Strong brand identity drove big wins in March, exemplified by audio ads from Indeed and Liberty Mutual Insurance (with its first appearance in the Index). Other new entrants into the top 10 included Tide and Roman, while Farmers and Lowes continued to show their strength.

The Indeed brand continues to emphasize women and our current climate, proving that its forward-thinking, culturally-on-target perspective drives success. The company’s number one-scoring audio ad in March focuses on a female-owned business (and logically uses a female voiceover, as do four other ads in this top 10; historically, female voices are used only around 28% of the time). 

While the issue “Anita’s Outdoor Store” addresses is challenging — needing to hire quickly because the company is stretched thin — the spot is extremely positive (business is growing unexpectedly). Moreover, in a nod to the times, the business is an outdoor store. The combination of factors led to a 27-point jump above the benchmark for purchase intent.

Indeed, 2021

Similarly, but projecting a very different kind of brand identity, Liberty Mutual layers multiple brand elements into its winning audio ad this month. Its brand characters, LiMu Emu and Doug, along with sound effects and an overall lively production, perpetuate the brand’s fun image. Fittingly, the spot scored second-highest (78) for being “energetic.”

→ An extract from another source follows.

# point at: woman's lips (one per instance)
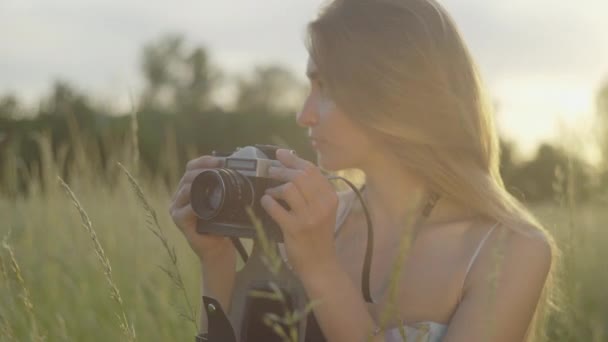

Liberty’s highly-memorable sonic brand, which ranked number one in last year’s Audio Logo Index, punctuates the end of the spot as always. With a purchase intent score 17 points above the benchmark for Insurance, the ad’s brand layers clearly work for Liberty.

Liberty Mutual, 2021

Lowe’s, in a return to the Index, leverages both of the above approaches to great effect. Lively and loaded with fun sound effects, its ad is also narrated by a woman.

Lowe’s, 2021

Curious about where your own audio marketing efforts stand? Contact us to get a look.

Methodology

Veritonic Competitive Intelligence empowers brands to understand how their audio marketing stacks up against competitors. It detects and scores audio advertisements across major verticals by analyzing an ongoing flow of thousands of podcast, radio, and other streams. Powered by Machine Listening and Learning (M-LAL™), the platform gauges the effectiveness of assets by correlating each with thousands like it that have been analyzed across the Veritonic database.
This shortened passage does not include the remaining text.